Data Threats Associated With Devices

The past few years have propped up the popularity of work-from-home (WFH) and bring-your-own-device (BYOD) arrangements, as well as Internet of Things (IoT) devices. The growing popularity of these acronyms signals the need to be more mindful of the data security implications of devices. 

Many organizations continue to overlook the critical role of devices in data security, and this has to change significantly.

It’s important to ensure full security visibility over all devices that connect to your network. The remote access to data granted to WFH employees should be prudently managed. Similarly, BYOD devices must be subjected to thorough security evaluations before they are allowed to connect to the enterprise network. Also, IoT devices must be properly configured to ensure that they do not become attack points or bearers of security vulnerabilities.

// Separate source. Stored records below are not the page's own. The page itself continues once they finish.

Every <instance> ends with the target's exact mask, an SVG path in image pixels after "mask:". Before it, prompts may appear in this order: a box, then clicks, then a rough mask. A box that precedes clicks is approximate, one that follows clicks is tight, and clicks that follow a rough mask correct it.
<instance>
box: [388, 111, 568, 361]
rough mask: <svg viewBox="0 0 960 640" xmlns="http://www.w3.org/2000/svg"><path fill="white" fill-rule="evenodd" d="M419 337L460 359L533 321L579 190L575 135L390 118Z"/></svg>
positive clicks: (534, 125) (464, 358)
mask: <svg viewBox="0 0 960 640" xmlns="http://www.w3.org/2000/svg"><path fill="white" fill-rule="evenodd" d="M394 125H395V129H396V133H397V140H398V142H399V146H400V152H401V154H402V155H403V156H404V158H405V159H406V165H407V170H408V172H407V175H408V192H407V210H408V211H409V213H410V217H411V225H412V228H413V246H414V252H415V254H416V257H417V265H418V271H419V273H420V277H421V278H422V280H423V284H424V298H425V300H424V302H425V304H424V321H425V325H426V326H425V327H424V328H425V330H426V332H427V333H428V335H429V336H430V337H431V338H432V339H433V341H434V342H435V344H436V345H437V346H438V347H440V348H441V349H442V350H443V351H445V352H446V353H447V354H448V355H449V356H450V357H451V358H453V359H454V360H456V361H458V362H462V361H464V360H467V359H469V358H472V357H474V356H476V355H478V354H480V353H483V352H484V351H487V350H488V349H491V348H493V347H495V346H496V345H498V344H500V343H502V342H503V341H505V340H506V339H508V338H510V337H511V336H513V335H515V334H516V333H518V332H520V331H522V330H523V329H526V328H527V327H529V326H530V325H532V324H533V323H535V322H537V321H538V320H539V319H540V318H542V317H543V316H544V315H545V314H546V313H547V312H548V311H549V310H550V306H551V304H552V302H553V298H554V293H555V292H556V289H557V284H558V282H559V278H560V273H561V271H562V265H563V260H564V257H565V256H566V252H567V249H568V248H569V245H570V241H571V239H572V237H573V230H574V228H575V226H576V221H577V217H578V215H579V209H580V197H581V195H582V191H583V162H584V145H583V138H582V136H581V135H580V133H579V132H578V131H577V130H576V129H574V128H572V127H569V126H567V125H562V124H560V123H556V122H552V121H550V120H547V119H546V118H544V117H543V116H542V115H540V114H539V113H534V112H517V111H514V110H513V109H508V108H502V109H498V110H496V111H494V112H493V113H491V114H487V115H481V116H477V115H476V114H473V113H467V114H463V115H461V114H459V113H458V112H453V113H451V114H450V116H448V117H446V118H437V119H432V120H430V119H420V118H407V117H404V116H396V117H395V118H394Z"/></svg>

The risks associated with the growing number of devices connected to company networks are not a new problem, but it will continue to grow in 2024 and will most likely expand further in the years to come. As one study shows, the use of BYOD tends to lead to data breaches. There are also studies that link WFH and IoT to data attacks.

In Conclusion

Data attacks are expected to continue and evolve over time. It is unlikely for them to end, so organizations need to continuously improve their security strategies and approaches in dealing with new threats while taking advantage of new technologies. In the meantime, organizations should examine the key aspects discussed above as they adapt their data protection strategies to the threat landscape of 2024 and the years to come.